Comentaba el otro día con unos amigos la nueva película de Wonder Woman, titulada en América Latina con mayor propiedad Mujer Maravilla. Es el primer filme en el que este personaje de cómic aparece de protagonista absoluta, por fin una superheroína en lugar de tanta testosterona embutida en mallas.
Para más novedad, la directora es una mujer, Patty Jenkins, y la historia incluye bastantes guiños digamos feministas. La película no está mal, dentro de ese tipo de superproducciones de entretenimiento, pero no puedo evitar que me dé la risa cuando veo a la protagonista, Gal Gadot, con su vestidito de guerrera, a saber, un prieto corpiño de escote palabra de honor cuyo diseño demencial amenaza con hacer desbordar el abundante seno al primer guantazo que arree la heroína (lo debe de llevar pegado con cola a la piel para evitar que se le despendolen los pezones), un mínimo culotte digno de la pasarela de un vodevil y unos taconazos con los que se supone que la guerrera corre cual gacela.
Ya sé que esta imagen proviene del cómic y de un calenturiento prototipo de mujer parido por la mente masculina, pero puestos a innovar podría haberse atemperado un poco esa hipersexualidad tan tópica y antigua. Por cierto, y ahora que lo pienso, qué curioso que en el cómic las chicas representen siempre un ensueño machista, mientras que los superhéroes, tan apretaditos en sus licras, parecen dibujados por el deseo gay.

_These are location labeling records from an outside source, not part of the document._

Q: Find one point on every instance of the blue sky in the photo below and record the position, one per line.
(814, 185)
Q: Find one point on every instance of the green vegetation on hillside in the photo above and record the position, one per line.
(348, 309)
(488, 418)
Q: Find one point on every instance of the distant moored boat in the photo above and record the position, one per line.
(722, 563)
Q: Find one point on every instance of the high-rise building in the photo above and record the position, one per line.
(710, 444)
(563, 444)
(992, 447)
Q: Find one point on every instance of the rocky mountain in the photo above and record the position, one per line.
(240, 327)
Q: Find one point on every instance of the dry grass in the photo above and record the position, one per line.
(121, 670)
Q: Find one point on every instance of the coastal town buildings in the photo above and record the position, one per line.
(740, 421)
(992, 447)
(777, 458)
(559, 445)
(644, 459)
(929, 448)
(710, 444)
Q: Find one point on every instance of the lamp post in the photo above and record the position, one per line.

Casualmente hace poco el escritor Carlos Bassas del Rey me estuvo hablando de las mujeres samuráis. Quiero decir que no hace falta inventarse guerreras improbables: la historia está llena de mujeres extraordinarias que han destacado en todos los registros de la vida (desde los más sublimes hasta los más feroces) y si hoy no las conocemos y creemos que jamás existieron es porque el machismo se negó a recogerlas en los anales. Tras mi charla con Carlos investigué un poco a los samuráis, esos legendarios guerreros japoneses que sirvieron a los señores feudales a partir del siglo X y que sobre todo se convirtieron en una poderosa élite militar en los siglos XV y XVI. Por cierto que al parecer había una tradición homosexual entre los samuráis al estilo de la Grecia clásica: adultos emparejados con sus aprendices adolescentes (vuelvo a recordar a los superhéroes en leotardos). Y sí, por supuesto que hubo mujeres samuráis. En lugar de la tradicional espada o katana, utilizaban la naginata, una larga lanza rematada por una pavorosa hoja curva. Y también tenían un ritual de suicidio para morir con honor, pero en vez del seppuku o harakiri, el conocido desventramiento masculino seguido de decapitación, ellas se cortaban la garganta (jigai).
Al parecer hubo mujeres samuráis desde siempre y se recuerda el nombre de unas cuantas, aunque a la mayoría, como siempre, se apresuraron a borrarlas de los registros. La más famosa es Nakano Takeko, que vivió en los años crepusculares de esta casta guerrera. De hecho, murió en 1868, un año antes de que los samuráis fueran abolidos. Nakano, nacida en 1847, comenzó su instrucción militar siendo una niña. A los 16 años ya era maestra en combate e instruía a otras chicas, entre ellas su hermana. Se negó a casarse y cuando estalló la guerra entre los shogunes o señores feudales y el emperador apoyado por Estados Unidos, dirigió un grupo de 20 mujeres guerreras. Participó en la defensa de Aizu, la última batalla.
Las samuráis no tenían armas de fuego y se enfrentaron a los fusiles del ejército imperial con la única defensa de sus lanzas. Aun así, dicen que Nakano mató a seis enemigos antes de recibir un disparo en el pecho. Agonizante, escogió morir con honor y pidió a su hermana que la decapitara; la hermana, agotada por la batalla o el dolor, careció de fuerzas suficientes y tuvo que terminar la carnicería un samurái varón. Cuentan que cuando las tropas imperiales entraron en Aizu encontraron los cadáveres de 200 mujeres guerreras que se habían suicidado ritualmente. Hay fotos de Nakano, peinada y vestida primorosamente, una mujercita de apariencia frágil cuya delicadeza contrasta con las armas que luce con orgullo. Con ella sí que se podría hacer una buena película.